L'altro punto, sull'assumere un precedente di 0,5, non mi sembra affatto un'ipotesi. Come ho spiegato sopra, qualsiasi cosa sopra 0,5 sarebbe in pratica inaccettabile. E qualsiasi cosa inferiore a 0,5 rende il tasso di scoperta falso ancora più alto (ad esempio 76% se precedente è 0,1). Pertanto è perfettamente ragionevole affermare che il 26% è il tasso minimo di falsa scoperta che ci si può aspettare se si osserva P = 0,047 in un singolo esperimento.
Ho pensato di più a questa domanda. La mia definizione di FDR è la stessa di Benjamini, la frazione di test positivi falsi. Ma viene applicato a un problema abbastanza diverso, l'interpretazione di un singolo test. Con il senno di poi sarebbe stato meglio se avessi scelto un termine diverso.
Nel caso di un singolo test, B&H lascia invariato il valore P, quindi non dice nulla sulla falsa percentuale di scoperta, nel senso che uso il termine.

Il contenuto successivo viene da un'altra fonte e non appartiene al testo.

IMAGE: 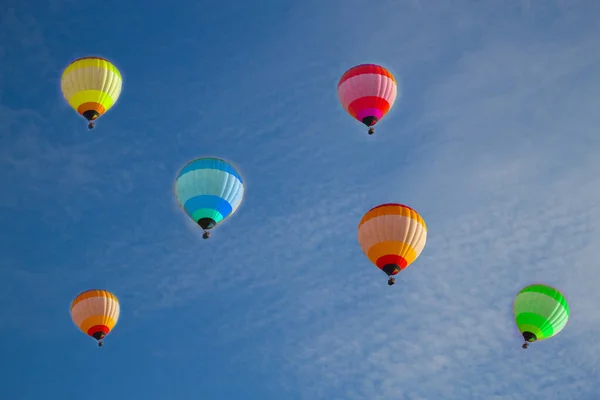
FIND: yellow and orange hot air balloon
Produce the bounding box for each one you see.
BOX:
[60,57,123,129]
[71,289,121,347]
[358,203,427,286]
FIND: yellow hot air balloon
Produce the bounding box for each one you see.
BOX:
[71,289,121,347]
[358,203,427,286]
[60,57,123,129]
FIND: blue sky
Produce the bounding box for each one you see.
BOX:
[0,0,600,400]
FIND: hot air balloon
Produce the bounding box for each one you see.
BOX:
[175,157,244,239]
[513,285,570,349]
[338,64,398,135]
[71,289,121,347]
[60,57,123,129]
[358,203,427,286]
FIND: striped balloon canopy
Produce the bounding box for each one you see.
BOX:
[337,64,398,134]
[71,289,121,346]
[175,157,244,239]
[60,57,123,129]
[358,203,427,285]
[513,284,570,349]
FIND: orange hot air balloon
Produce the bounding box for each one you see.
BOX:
[337,64,398,135]
[358,203,427,286]
[71,289,121,347]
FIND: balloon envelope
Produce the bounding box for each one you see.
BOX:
[71,289,121,340]
[175,157,244,229]
[513,284,570,342]
[358,203,427,275]
[337,64,398,126]
[60,57,123,126]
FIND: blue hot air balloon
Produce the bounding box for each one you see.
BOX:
[175,157,244,239]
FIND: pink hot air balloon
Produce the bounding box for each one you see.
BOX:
[338,64,398,135]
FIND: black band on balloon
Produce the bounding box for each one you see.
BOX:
[523,332,537,342]
[198,218,217,229]
[81,110,100,121]
[381,264,400,276]
[362,117,379,126]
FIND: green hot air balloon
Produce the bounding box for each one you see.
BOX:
[513,285,570,349]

es ovviamente hai ragione. Benjamini & Hochberg e altre persone che lavorano su confronti multipli mirano solo a correggere il tasso di errore di tipo 1. Quindi finiscono con un valore P "corretto". È soggetto agli stessi problemi di qualsiasi altro valore P. Nel mio ultimo articolo, ho cambiato il nome da FDR a False Positive Risk (FPR) nel tentativo di evitare questo malinteso.

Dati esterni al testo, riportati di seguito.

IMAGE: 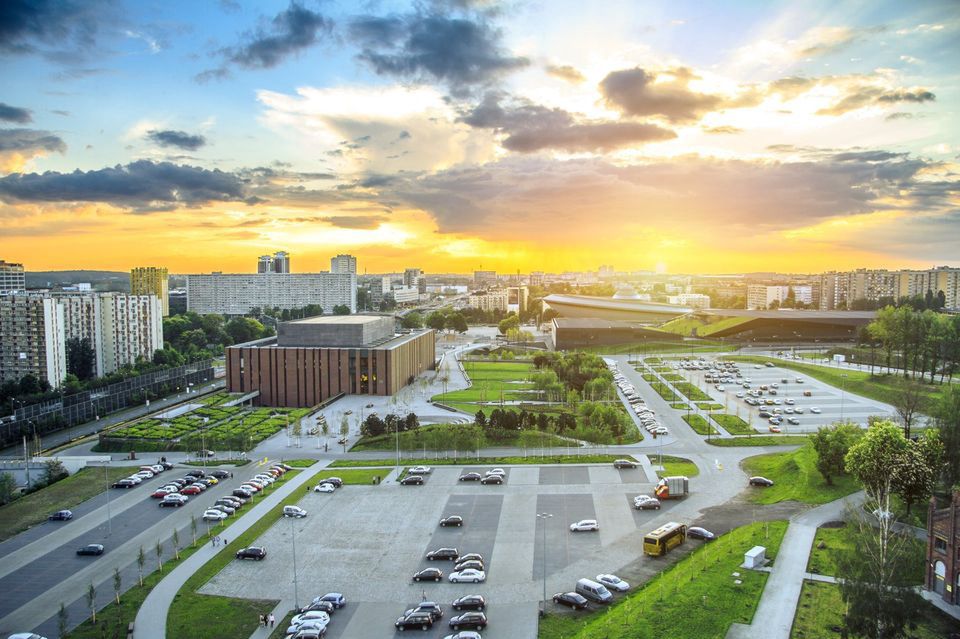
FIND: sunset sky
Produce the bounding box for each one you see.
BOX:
[0,0,960,273]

Abbiamo anche scritto un'app Web per eseguire alcuni dei calcoli (dopo aver notato che poche persone scaricano gli script R che forniamo). È su https://davidcolquhoun.shinyapps.io/3-calcs-final/ Tutte le opinioni su ita sono benvenute (leggi prima la scheda Note).

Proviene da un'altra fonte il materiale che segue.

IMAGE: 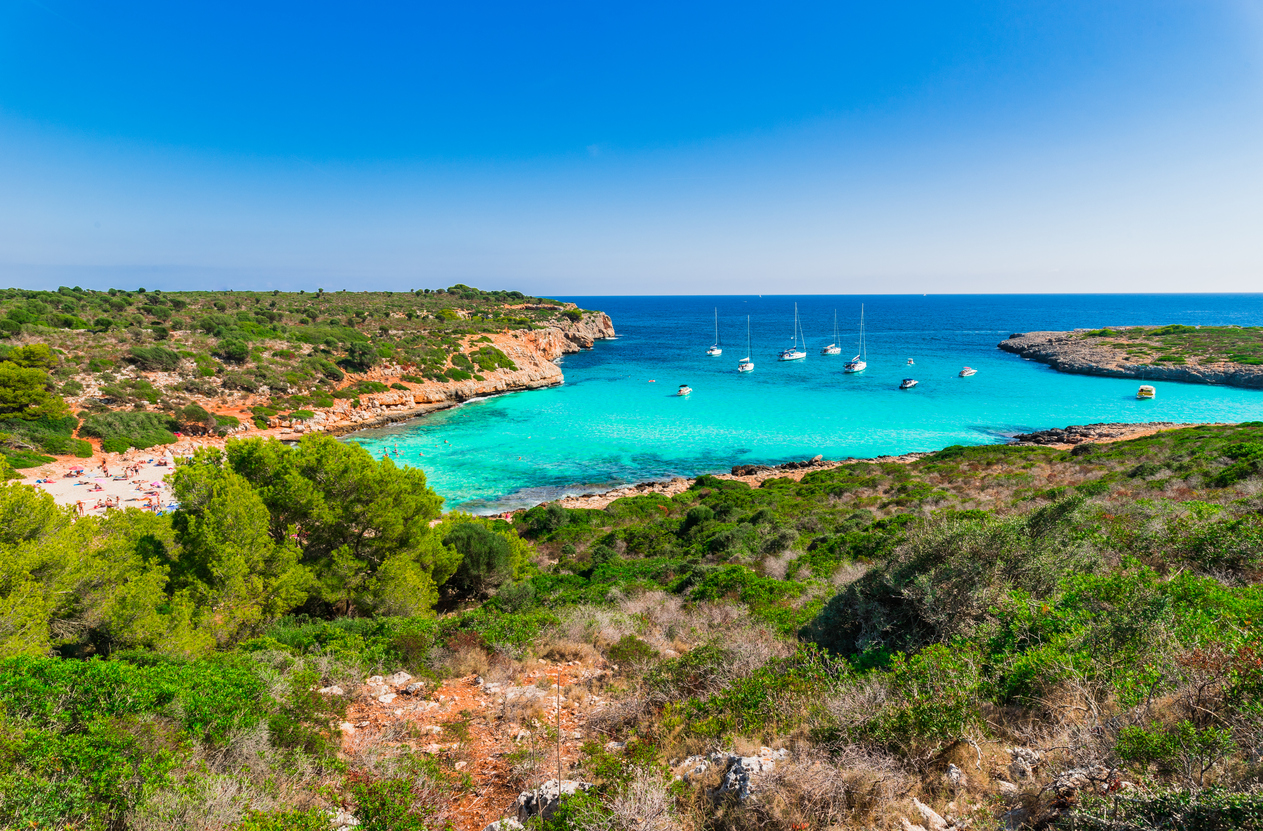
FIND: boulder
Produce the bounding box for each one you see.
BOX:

PS Il calcolatore web ora ha un nuovo (permanente, spero) su http://fpr-calc.ucl.ac.uk/
Shiny.io è facile da usare, ma molto costoso se qualcuno effettivamente utilizza l'app :-(
Sono tornato a questa discussione, ora che il mio secondo articolo sull'argomento sta per apparire nella Royal Society Open Science. È su https://www.biorxiv.org/content/early/2017/08/07/144337
Mi rendo conto che l'errore più grande che ho commesso nel primo documento è stato l'uso del termine "tasso di scoperta falsa (FDR)". Nel nuovo documento ho reso più esplicito che non sto dicendo nulla sul problema dei confronti multipli. Mi occupo solo della domanda su come interpretare il valore P osservato in un singolo test imparziale.
Nell'ultima versione, mi riferisco alla probabilità che il risultato sia il rischio falso positivo (FPR) piuttosto che FDR, nella speranza di ridurre la confusione. Sostengo anche l'approccio Bayesiano inverso, precisando la probabilità precedente che sarebbe necessaria per garantire un FPR del 5%. Se osservi P = 0,05, questo arriva a 0,87. In altre parole, dovresti essere quasi (87%) sicuro che ci sia stato un effetto reale prima di fare l'esperimento per ottenere un FPR del 5% (che è ciò che la maggior parte delle persone crede ancora, erroneamente, p = 0,05 significa).